Année de fondation :
1978 (changement de vocation
en 2014)

Noms des propriétaires :
Daniel Coutu et
Christiane Sicard

Nombre de générations :
1

Superficie en culture :
800 acres (324 ha)

Même s’il a été élevé « sur l’asphalte » du centre-ville de Rouyn-Noranda, Daniel Coutu a toujours su qu’il voulait avoir une ferme. Jeune, son père, qui avait obtenu le contrat de drainage des terres agricoles du ministère de la Colonisation, l’amenait au travail avec lui. 

« Je passais des journées complètes chez les colons. Mon père me ramenait le soir. Et puis, cette ambiance-là, tout ce qui touchait [au monde agricole], même l’odeur, me rejoignait. Et ça m’est resté. J’étais très jeune, à 12 ans, mais c’était bien écrit que j’aurais ma ferme avant 25 ans », se souvient Daniel Coutu.

De la colonisation à la construction du Québec moderne

Avant de réaliser son rêve, il a entrepris des études postsecondaires en philosophie, pour « comprendre un minimum la vie », sachant qu’il n’allait pas rester longtemps sur les bancs d’école. Puis, il a suivi un cours d’opérateur de machinerie lourde de manière à amasser rapidement l’argent pour acheter sa ferme. « J’ai fait la Baie-James; j’ai fait LG-2 du début du barrage jusqu’en haut. Je suis sorti de là deux ans et demi plus tard et j’avais mon capital pour acheter la ferme, se remémore-t-il. Ils demandaient des 84 heures par semaine, sauf que je faisais au-dessus de 100 heures. J’avais un objectif et j’ai travaillé pour le réaliser. »

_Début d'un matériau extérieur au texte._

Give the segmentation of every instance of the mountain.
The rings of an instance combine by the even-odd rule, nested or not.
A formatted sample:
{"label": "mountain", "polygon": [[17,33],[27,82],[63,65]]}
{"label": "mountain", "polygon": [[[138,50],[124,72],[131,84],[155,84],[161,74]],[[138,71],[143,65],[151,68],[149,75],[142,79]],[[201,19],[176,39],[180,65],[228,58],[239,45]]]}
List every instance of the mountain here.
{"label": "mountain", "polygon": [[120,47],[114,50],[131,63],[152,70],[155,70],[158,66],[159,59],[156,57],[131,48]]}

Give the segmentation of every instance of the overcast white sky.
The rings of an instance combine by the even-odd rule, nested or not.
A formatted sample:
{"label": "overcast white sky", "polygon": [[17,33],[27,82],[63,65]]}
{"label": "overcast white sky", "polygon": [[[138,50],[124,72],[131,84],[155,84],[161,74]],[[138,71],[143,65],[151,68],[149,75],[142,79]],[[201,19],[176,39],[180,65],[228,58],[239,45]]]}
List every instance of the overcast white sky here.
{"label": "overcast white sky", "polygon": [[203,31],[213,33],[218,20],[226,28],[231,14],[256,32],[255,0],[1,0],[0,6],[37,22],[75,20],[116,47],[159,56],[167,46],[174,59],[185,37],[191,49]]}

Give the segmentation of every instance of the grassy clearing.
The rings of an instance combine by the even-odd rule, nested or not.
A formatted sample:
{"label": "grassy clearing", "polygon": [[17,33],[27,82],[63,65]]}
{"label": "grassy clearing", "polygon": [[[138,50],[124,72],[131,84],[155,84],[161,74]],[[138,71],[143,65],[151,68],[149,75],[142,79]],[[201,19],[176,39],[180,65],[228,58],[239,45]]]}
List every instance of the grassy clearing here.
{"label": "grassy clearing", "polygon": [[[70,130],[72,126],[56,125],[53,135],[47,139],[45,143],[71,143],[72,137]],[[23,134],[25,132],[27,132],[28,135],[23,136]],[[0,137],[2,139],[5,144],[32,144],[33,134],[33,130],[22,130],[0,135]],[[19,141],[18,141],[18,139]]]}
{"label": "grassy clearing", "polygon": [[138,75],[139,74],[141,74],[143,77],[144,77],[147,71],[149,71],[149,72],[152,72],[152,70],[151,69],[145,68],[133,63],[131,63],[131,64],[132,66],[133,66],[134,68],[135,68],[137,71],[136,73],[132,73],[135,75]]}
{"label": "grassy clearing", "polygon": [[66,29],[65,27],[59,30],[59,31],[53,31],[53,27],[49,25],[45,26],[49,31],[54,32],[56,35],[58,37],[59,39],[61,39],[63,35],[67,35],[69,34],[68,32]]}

Après leur rencontre, dans une chorale au cégep, sa femme Christiane a amorcé des études en musique à l’Université de Montréal. « Je suis venue travailler un été. [Daniel] avait besoin de monde et je ne voyais pas tellement d’avenir en musique pour moi. J’aime la musique, mais pas pour en faire un métier. Donc, je suis restée, explique Christiane Sicard. Et Daniel était déjà à la ferme avec un ami, mais son ami est parti un an après. Il avait perdu comme 50 livres; ce n’était pas pour lui! » Pendant 37 ans, c’est elle qui s’est occupée de la traite des vaches chaque matin.

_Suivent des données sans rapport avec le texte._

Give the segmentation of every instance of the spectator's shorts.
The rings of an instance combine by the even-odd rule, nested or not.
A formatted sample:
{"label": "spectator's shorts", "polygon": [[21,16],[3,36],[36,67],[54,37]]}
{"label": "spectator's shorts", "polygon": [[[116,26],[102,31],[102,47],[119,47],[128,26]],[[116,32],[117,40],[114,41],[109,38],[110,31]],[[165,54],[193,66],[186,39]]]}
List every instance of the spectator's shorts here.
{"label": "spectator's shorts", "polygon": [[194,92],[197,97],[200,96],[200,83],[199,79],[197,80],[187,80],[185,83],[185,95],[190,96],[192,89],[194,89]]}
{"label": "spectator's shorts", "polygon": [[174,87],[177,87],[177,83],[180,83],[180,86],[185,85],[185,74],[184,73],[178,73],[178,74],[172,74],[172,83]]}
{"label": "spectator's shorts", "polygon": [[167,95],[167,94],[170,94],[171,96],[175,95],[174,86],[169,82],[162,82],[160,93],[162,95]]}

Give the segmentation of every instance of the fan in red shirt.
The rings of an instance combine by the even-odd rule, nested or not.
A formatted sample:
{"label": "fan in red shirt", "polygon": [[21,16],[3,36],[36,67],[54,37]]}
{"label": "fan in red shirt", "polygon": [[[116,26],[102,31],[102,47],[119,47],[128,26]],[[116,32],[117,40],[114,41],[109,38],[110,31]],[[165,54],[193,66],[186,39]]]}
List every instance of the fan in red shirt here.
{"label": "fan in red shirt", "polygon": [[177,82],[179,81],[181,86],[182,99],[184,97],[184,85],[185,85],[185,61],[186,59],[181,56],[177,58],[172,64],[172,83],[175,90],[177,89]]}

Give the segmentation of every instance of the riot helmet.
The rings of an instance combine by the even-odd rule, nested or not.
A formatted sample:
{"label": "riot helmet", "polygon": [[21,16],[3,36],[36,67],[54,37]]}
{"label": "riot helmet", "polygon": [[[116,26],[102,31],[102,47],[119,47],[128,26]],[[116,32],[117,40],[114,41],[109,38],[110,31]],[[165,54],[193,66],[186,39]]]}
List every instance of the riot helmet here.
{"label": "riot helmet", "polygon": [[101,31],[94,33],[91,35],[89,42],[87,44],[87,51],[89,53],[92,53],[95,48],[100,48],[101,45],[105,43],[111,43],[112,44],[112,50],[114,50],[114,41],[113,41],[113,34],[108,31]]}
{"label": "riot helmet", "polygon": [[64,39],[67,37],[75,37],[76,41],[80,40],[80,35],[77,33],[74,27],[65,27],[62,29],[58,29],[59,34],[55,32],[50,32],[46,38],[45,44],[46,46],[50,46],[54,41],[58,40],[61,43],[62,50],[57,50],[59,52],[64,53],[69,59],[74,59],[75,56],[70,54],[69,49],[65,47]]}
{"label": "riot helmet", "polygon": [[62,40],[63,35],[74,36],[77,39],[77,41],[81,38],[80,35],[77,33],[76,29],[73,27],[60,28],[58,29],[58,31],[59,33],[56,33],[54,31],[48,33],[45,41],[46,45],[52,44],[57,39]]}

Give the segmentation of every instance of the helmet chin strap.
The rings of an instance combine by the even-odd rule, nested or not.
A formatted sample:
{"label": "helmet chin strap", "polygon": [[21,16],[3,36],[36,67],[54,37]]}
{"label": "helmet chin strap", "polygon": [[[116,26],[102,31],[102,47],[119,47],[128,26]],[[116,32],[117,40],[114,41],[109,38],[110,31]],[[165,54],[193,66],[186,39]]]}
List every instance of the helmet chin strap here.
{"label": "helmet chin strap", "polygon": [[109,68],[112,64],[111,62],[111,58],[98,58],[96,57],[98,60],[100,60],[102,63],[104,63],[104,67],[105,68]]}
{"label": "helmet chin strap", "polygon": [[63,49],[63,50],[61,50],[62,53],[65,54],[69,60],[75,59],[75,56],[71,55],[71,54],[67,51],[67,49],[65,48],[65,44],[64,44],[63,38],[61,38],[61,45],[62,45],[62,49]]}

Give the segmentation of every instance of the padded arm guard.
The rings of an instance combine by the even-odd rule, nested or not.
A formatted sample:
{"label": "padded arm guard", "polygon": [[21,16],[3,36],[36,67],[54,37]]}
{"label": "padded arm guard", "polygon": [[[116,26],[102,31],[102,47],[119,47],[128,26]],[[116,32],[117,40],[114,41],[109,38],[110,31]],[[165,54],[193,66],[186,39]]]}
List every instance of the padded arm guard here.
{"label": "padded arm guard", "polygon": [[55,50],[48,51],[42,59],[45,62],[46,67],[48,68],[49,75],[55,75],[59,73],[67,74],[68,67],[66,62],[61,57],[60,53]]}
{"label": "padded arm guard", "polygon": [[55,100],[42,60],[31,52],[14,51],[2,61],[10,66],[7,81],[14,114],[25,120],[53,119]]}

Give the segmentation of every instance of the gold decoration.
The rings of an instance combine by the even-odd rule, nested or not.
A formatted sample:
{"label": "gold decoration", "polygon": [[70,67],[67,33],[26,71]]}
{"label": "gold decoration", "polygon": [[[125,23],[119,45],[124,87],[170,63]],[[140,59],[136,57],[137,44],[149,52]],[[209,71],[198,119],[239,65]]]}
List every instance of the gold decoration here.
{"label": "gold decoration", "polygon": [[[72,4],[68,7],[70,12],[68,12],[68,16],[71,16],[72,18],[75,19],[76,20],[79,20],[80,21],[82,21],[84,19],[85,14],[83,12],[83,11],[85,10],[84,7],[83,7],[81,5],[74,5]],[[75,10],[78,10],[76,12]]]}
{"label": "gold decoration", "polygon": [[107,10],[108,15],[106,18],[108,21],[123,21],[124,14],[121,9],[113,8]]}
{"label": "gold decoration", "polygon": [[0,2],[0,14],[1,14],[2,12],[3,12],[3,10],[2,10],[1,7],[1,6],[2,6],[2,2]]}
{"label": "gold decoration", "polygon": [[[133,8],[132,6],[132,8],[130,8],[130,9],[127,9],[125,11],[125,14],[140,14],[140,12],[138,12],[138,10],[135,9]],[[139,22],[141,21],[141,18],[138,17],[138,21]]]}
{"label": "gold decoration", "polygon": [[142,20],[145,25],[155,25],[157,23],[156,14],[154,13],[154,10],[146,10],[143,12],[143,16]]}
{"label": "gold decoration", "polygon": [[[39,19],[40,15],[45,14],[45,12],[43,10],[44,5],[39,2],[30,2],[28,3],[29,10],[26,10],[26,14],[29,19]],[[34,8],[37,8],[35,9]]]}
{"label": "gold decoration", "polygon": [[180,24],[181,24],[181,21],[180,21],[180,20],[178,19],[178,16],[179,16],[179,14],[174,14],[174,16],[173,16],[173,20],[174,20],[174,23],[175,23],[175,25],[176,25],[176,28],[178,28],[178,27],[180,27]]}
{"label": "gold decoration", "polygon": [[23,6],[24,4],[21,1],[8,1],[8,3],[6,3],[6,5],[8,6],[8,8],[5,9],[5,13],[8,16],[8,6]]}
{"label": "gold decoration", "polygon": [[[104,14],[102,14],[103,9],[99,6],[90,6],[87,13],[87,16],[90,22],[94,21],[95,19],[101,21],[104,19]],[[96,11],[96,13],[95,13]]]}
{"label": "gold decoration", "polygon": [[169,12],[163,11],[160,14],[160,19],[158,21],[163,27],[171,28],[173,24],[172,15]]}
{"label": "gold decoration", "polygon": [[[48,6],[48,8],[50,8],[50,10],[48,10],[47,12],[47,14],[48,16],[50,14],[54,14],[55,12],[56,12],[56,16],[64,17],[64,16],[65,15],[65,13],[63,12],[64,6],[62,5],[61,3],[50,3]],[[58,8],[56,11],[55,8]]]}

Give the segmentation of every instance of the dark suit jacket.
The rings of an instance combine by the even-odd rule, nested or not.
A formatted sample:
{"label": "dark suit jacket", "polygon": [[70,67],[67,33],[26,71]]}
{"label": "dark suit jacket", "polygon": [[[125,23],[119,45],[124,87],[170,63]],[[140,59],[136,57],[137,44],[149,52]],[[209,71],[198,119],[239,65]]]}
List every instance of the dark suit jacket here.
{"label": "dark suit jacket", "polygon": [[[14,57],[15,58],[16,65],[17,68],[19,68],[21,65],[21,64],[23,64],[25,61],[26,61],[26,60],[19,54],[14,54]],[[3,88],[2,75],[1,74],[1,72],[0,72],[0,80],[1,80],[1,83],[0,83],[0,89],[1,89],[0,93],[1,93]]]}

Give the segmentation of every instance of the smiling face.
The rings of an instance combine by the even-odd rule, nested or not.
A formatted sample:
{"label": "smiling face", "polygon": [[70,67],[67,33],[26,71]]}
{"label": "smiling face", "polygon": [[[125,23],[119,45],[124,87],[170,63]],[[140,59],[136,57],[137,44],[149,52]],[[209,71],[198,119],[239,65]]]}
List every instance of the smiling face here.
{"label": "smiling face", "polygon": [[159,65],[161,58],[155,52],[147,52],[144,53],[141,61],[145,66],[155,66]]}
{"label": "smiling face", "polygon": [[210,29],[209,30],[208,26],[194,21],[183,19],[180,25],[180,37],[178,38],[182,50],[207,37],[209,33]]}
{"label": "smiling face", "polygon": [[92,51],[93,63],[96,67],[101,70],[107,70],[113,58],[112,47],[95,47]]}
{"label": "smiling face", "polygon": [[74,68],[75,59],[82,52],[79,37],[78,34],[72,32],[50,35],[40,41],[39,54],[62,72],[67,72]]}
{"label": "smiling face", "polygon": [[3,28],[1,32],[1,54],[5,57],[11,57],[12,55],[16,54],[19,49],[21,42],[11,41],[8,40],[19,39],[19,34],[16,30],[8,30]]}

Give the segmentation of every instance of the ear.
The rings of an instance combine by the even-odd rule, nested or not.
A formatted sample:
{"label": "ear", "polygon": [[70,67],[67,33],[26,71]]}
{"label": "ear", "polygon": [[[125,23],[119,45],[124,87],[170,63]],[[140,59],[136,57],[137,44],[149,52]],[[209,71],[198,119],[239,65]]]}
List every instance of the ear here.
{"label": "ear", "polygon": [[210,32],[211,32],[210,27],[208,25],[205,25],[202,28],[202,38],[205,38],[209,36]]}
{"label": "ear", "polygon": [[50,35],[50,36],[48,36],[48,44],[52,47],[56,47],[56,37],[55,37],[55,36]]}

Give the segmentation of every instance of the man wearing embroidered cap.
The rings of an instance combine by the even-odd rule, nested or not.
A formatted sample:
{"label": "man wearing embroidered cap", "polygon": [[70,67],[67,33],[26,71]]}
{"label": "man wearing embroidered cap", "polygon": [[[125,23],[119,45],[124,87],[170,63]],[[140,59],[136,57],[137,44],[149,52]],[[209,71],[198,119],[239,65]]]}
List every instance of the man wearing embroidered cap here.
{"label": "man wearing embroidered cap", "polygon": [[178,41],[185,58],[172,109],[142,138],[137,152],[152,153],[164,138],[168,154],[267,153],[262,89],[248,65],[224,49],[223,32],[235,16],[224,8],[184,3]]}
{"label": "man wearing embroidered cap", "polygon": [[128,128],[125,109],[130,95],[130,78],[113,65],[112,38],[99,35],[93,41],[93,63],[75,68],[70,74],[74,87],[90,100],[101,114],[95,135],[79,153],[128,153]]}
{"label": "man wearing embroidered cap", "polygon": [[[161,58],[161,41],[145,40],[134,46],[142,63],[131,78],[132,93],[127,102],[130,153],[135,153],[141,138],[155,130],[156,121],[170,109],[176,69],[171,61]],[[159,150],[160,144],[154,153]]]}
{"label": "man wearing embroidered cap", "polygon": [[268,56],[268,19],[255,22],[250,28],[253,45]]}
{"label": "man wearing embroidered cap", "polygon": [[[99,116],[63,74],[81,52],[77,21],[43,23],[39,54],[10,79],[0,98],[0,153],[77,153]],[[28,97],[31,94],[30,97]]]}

Transition vers les grandes cultures

Puis, en 2014, le couple a ressenti de la fatigue. « Christiane me disait qu’elle ne pourrait pas passer une autre année. On a eu un acheteur très rapidement, en quelques jours, parce que [le troupeau] avait une excellente génétique et il est parti en Ontario. Ensuite, on a voulu continuer avec de la grande culture parce que les terres étaient déjà à leur pic. »

Le couple a obtenu un contrat de culture de fèves noires avec une entreprise ontarienne qui s’est finalement avéré un point tournant. « Le contrat stipulait six applications d’engrais chimique et de pesticides. Quand l’année a été terminée, j’ai dit à Christiane : “Pu jamais!’’ M’habiller en scaphandre pour mettre du chimique sur les terres, non », raconte Daniel Coutu.

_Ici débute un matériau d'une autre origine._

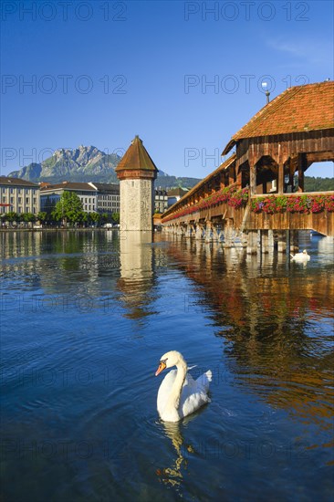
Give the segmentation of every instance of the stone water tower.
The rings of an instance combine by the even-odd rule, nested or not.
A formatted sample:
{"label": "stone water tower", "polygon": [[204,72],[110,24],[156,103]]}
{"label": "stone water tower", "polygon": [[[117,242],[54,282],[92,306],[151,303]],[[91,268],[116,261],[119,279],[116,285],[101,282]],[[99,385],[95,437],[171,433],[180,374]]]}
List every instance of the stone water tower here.
{"label": "stone water tower", "polygon": [[152,231],[158,169],[136,136],[115,169],[120,180],[121,231]]}

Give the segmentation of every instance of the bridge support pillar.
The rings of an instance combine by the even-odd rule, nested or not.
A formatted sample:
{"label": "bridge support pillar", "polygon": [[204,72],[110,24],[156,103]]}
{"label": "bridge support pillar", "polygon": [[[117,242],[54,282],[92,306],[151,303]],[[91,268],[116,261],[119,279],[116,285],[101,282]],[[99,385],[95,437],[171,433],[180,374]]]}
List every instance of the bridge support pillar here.
{"label": "bridge support pillar", "polygon": [[287,231],[277,231],[277,251],[278,253],[287,253]]}
{"label": "bridge support pillar", "polygon": [[260,247],[261,253],[269,253],[269,231],[260,231]]}
{"label": "bridge support pillar", "polygon": [[224,226],[224,244],[223,247],[232,247],[233,226],[230,220],[226,220]]}
{"label": "bridge support pillar", "polygon": [[214,240],[212,227],[213,227],[213,225],[211,221],[207,221],[206,226],[205,226],[205,242],[212,242]]}
{"label": "bridge support pillar", "polygon": [[290,230],[290,253],[297,253],[299,249],[299,234],[297,230]]}
{"label": "bridge support pillar", "polygon": [[257,253],[257,230],[249,230],[247,234],[247,255]]}
{"label": "bridge support pillar", "polygon": [[203,227],[202,225],[197,224],[196,225],[196,233],[195,233],[195,239],[202,240],[203,236]]}
{"label": "bridge support pillar", "polygon": [[220,232],[217,230],[217,225],[212,225],[213,230],[213,238],[214,241],[220,242]]}

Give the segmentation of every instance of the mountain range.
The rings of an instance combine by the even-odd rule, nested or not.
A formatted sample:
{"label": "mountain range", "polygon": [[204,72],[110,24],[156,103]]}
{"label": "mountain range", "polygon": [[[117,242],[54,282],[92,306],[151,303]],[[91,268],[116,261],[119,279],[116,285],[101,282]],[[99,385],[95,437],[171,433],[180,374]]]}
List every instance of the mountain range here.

Le virage vers le bio s’est fait de manière naturelle pour le couple, versé dans le compostage du fumier de son troupeau depuis ses débuts, en 1978. « Ce qui m’a le plus surpris, c’est la méconnaissance que je pouvais avoir, même si je faisais de la culture depuis 36-37 ans », avoue M. Coutu, qui a enchaîné les formations et les lectures pour tirer son épingle du jeu.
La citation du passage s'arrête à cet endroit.